Living in a single room in Deptford, London, William England Brown, 49, was frequently visited by a 17-year-old youth. The visits ended abruptly on APRIL 19th, 1938, however, when Brown’s landlady heard a commotion, went to his room, and found him standing over the lad, who lay on the floor, stabbed in the neck. Brown was holding a knife which he told the police he had taken away from the youth, who had attacked him.

The youth’s name was Alfred Brown, but the two were not related. His stab wound proved fatal, and William Brown was charged with murder.
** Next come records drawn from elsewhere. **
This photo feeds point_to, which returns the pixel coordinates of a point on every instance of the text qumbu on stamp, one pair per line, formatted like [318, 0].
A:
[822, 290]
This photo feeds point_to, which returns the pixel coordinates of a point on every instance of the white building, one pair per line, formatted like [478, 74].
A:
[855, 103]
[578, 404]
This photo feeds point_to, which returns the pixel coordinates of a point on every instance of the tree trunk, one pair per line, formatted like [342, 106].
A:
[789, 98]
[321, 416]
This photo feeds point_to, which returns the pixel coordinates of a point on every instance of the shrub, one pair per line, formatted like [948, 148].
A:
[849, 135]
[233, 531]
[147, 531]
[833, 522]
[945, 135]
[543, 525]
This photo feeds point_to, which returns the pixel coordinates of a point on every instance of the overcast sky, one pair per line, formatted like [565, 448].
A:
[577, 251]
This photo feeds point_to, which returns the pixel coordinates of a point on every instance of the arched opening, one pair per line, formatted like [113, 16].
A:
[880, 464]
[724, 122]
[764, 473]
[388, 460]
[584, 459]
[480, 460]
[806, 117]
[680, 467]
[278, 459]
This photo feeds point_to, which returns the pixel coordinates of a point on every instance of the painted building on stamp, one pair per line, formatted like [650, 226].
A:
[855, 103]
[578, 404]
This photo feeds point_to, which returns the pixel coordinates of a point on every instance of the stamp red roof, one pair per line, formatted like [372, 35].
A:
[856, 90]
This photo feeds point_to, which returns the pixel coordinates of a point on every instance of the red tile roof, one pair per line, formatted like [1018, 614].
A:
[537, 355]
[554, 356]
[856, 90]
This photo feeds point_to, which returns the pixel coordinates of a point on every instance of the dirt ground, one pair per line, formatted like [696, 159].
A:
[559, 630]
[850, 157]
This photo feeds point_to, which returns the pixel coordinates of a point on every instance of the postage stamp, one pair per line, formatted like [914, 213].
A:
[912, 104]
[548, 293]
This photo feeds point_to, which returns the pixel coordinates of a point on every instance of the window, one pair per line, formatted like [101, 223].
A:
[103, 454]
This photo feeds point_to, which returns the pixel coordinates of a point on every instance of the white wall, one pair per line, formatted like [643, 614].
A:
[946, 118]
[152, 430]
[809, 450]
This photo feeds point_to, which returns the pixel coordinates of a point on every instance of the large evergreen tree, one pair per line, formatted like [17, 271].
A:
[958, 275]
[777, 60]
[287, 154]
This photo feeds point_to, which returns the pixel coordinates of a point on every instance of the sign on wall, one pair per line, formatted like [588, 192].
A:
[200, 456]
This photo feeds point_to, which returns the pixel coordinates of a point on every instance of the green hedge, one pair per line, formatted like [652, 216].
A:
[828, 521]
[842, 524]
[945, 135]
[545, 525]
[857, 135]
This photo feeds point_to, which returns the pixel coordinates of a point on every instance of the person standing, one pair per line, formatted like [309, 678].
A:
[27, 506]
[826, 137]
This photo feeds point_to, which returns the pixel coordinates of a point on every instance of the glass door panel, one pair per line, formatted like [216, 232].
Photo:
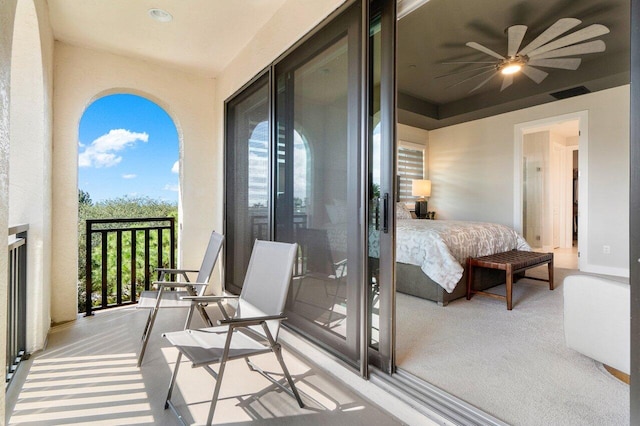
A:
[247, 178]
[381, 187]
[317, 181]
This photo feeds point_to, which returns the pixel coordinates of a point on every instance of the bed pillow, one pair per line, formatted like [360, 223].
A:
[402, 212]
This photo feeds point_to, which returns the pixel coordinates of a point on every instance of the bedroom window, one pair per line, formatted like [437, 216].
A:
[410, 166]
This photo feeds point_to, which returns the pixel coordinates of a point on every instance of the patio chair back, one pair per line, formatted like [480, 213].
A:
[266, 284]
[209, 260]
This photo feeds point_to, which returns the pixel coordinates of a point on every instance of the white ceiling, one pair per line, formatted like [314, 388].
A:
[203, 37]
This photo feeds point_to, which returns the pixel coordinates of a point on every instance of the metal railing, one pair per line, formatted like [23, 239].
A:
[124, 253]
[17, 300]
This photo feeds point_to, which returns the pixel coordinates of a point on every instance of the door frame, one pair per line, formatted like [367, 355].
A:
[583, 174]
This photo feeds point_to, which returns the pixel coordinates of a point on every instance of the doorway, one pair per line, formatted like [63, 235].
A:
[550, 165]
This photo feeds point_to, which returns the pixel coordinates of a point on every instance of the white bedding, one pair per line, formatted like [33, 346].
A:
[441, 247]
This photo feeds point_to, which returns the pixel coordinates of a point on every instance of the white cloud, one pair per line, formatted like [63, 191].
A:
[102, 151]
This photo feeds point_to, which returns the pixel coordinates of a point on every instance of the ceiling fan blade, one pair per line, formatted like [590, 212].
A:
[534, 73]
[474, 45]
[464, 71]
[591, 31]
[516, 34]
[470, 78]
[483, 82]
[560, 27]
[506, 82]
[561, 63]
[577, 49]
[467, 62]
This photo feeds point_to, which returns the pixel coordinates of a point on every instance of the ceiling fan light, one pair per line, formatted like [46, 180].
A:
[511, 69]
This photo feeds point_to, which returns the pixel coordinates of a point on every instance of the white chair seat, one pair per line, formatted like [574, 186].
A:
[170, 293]
[253, 330]
[206, 345]
[170, 299]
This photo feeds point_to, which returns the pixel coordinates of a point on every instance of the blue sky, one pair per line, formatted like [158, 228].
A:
[128, 146]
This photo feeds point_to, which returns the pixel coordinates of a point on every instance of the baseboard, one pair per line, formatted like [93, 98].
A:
[400, 409]
[606, 270]
[623, 377]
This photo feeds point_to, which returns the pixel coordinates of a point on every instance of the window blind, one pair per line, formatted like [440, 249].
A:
[410, 166]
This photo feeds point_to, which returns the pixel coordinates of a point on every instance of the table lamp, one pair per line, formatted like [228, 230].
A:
[421, 188]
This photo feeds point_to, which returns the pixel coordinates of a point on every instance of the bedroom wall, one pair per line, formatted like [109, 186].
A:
[471, 166]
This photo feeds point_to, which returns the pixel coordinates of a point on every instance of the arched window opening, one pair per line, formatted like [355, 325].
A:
[128, 168]
[128, 147]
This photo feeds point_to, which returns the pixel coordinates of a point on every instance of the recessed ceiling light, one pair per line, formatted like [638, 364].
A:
[160, 15]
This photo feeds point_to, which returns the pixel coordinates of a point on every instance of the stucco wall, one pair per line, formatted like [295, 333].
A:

He was believed to be homosexual, the youth blackmailing him, and at his trial the defence sought a verdict of manslaughter. Brown said that the youth had asked him for money, and when he told him to keep away from him the lad had picked up a knife and assaulted him. There was a struggle in which he wrested the knife from the youth’s hand and stabbed him in self-defence.

Found guilty of murder, Brown was then revealed to have a previous conviction. In 1935 he had been jailed for 12 months for wounding another boy with a sheath knife. He was now sentenced to death, but the jury recommended mercy on account of his poor health and highly nervous disposition.

In this they were supported by the judge, who advised the Home Secretary that there was no evidence of premeditation, the murder having apparently been committed in a sudden frenzy by a man with weak nerves and little self-control.

Brown was consequently reprieved, and his release on licence followed eight years later.